UNDP Türkiye Mukim Temsilcisi Louisa Vinton, “Van’a ilk defa geliyorum. Bir yıl önce Türkiye’de yaşamaya başladım. Van ile ilgili üç şeyi bana söylediler. Biri Van Gölü, ikincisi Van Kedisi, üçüncüsü de dünyada bulamayacağım kadar iyi bir kahvaltının Van’da olduğunu söylendi. Muhteşem bir şehirle karşılaştım. UNDP Birleşmiş Milletler Kalkınma Fonu olarak KOBİ'lere ne kadar önem verdiğimizi tekrar söylemek isterim. Çünkü KOBİ'leri biz aslında ekonominin motoru olarak görüyoruz. Bu motoru aslında aileleri, bireyleri hatta bulundukları tüm bölgeyi daha ileriye çekmek için, bulundukları bölgeyi yoksulluktan, refaha taşımak için bir motor görevi görüyorlar. 2019 yılından beri İşimi Yönetebiliyorum programı çerçevesindeki başarıları gördük.

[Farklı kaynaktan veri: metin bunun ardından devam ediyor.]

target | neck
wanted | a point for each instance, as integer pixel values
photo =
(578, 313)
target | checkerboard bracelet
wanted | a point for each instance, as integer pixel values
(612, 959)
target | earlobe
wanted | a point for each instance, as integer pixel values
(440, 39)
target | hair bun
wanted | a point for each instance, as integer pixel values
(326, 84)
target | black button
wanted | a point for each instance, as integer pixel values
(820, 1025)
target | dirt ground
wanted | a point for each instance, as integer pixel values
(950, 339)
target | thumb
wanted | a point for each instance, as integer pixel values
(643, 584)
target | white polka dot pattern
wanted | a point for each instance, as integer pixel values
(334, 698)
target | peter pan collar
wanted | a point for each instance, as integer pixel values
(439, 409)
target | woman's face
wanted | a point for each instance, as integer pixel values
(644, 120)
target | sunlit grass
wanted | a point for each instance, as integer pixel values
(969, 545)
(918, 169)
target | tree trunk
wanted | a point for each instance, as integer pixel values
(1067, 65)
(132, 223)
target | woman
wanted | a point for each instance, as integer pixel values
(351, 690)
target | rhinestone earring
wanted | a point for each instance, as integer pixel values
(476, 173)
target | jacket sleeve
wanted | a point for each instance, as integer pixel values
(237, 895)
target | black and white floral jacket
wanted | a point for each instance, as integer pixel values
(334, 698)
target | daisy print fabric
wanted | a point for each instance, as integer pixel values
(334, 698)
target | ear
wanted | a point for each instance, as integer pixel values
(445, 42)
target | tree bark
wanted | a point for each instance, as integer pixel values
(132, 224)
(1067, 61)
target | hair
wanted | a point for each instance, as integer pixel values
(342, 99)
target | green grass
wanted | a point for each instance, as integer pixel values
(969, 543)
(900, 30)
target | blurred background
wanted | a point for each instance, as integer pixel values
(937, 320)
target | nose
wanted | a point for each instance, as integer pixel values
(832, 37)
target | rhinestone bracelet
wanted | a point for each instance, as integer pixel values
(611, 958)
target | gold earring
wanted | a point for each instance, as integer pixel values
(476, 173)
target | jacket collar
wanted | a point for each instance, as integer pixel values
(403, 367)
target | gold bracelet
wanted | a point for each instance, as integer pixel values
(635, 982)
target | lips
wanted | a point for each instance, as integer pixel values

Buradaki aslında programın benim için en önemli üç güzelliği var. Bir tanesi aslında bu programın esnekliği,  ikincisi de uyarlanabilir oluşu ve zorlu ekonomik koşullara kendini uyarlayabilmesi. TÜRKONFED özellikle bu süreçte bize çok yardımcı oldu. Yereldeki programların uygulanabilmesi için ve bizler tabii ki bizim finansal olarak en önemli partnerlerimizden biridir. Kovid-19 pandemisi sırasında elbette sizlere dijital alandaki eğitimin her tür olanağını sunmaya çalıştık.  Özellikle iklim değişikliğine dair bir odağı eklemiş olmaktan çok mutluyuz. Çünkü iklimin değişikliğine dair, yeşil dönüşüme dair bir eğitim müfredatı sevgili yeni partnerimiz Akbank sayesinde ekleyebildik. Umuyoruz ki buradan iklim değişikliğini daha merkeze alan yeni bir programın bir ayağı daha olacak. UNDP olarak aslında Avrupa Birliği yeşil mutabakatını da çok önemsiyoruz. Yeşil mutabakat ve dekarbonizasyon aslında Türkiye'yle ihracatçılar için de Avrupa Birliği piyasasına ulaşmak bakımından çok önemli. Bir taraftan bu bir zorluk ama bir taraftan bu aynı zamanda bir olanak, çünkü bir rekabetçi avantajınızı arttıracak bir olanak Avrupa Birliği piyasalarına erişmek için yüzden bugün müfredatımıza yeni bir nokta olarak yeşil dönüşümü koymuş olmaktan çok mutluyuz. Burada çok sayıda kadın katılımcı görmüş olmaktan da çok mutluyum. Çünkü bizler iş dünyasında aslında eşitlik ve çeşitlilik bahsederken, sadece bir şeyleri daha doğru yaptığımızın da göstergesi oluyor” dedi.